Now the Temple Hills resident wants to promote education as one of her top agenda items as the new president of the county’s NAACP branch.
According to the Maryland Department of Education, last year’s graduation rate of 76 percent for Prince George’s public schools ranked the second-lowest in the state ahead of Baltimore City.
“We need to move [up in the rankings],” Thornton Thomas said. “There are ways we can do that.”
There’s been a slight delay in formulating a plan.
Although members elected Thornton Thomas in November, she didn’t officially begin her presidency until last month.
That’s because former branch President Bob Ross challenged the results. Without a regional director to assess them a few weeks after the election, the votes couldn’t be official until the national board held its first meeting Feb. 20.
“We lost a little time in getting the transition,” said Thornton Thomas, who’s resided in Prince George’s since 1985 after moving from Virginia’s Northern Neck region. “We were still working, but working in a quiet zone.”

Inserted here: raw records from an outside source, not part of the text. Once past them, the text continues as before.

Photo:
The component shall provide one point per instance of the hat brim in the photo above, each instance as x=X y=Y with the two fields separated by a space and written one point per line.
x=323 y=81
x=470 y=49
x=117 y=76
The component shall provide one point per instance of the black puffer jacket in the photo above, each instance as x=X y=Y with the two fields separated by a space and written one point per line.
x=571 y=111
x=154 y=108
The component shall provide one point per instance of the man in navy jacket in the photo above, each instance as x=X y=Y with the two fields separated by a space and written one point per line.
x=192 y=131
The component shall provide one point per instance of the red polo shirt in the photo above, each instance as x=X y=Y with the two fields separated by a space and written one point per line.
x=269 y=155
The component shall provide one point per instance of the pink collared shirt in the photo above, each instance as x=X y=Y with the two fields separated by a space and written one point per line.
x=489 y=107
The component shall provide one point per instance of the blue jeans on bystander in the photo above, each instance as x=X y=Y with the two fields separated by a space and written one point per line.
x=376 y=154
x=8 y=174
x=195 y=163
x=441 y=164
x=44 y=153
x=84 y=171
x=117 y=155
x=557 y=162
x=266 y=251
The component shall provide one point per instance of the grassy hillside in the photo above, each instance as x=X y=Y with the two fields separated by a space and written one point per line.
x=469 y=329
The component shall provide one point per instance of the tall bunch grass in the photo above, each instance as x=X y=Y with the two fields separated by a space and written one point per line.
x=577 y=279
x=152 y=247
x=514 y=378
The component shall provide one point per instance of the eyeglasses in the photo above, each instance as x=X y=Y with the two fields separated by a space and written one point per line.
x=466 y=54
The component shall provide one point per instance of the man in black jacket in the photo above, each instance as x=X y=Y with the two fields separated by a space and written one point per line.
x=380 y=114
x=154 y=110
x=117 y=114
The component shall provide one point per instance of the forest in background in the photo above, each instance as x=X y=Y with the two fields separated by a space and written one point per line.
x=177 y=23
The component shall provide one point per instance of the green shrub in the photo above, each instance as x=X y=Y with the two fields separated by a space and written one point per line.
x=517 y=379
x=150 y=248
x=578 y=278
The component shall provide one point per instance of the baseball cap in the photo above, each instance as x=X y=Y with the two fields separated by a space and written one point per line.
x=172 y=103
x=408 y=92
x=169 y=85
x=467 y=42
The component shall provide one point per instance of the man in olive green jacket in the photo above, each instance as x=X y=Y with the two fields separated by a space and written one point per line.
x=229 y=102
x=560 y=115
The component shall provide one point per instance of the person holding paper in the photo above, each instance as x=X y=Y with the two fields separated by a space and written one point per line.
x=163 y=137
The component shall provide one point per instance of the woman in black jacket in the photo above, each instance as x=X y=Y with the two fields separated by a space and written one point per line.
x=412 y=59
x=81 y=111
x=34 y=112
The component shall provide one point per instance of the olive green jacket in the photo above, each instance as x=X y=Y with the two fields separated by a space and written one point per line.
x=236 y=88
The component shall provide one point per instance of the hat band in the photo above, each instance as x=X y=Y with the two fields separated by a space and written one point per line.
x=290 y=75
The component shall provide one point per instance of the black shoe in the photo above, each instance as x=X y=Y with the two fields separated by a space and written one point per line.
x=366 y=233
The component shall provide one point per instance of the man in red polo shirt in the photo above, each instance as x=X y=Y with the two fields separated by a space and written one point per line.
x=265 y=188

When Thornton Thomas isn’t conducting NAACP business, she writes grants, conducts workforce development training and other programs as chief executive officer of National Coalition of Resources. She has four children and nine grandchildren.
At the top of her plans for the branch’s education committee, Thornton Thomas is finding ways for the school system to incorporate what she calls “senior knowledge” into the curriculum.
“That knowledge from those individuals who are retired scientists, mathematicians, philosophers and other disciplines,” she said. “If we got those individuals in there and just spend a couple of days a week. That would truly help us be more competitive.”
The branch will use its 11 at-large members to work alongside mayors in municipalities, especially those in economically distressed areas, to assess the number of businesses in that location because “we don’t have enough businesses in the county.”
With 1,100 members in the branch, Thornton Thomas said she’s wants to obtain status under Internal Revenue Service section 501(c)3 as a nonprofit for educational and charity purposes. It would allow the group to apply for grants and receive donations that are tax deductible.
Currently it has section 501(c)4 status. Groups with that designation are regarded by the IRS as a social welfare unit that cannot apply for grants, but can receive unlimited donations that are not tax-deductible for the donor.
“That’s one of the things I hope we may be able to change…so we can get the funds to help people,” Thornton Thomas said. “We want to connect with individuals who are not members of the NAACP. We certainly want to encourage them to become members, but even if they’re not, we still want to support them. There’s so much more we can do in the county and make it better.”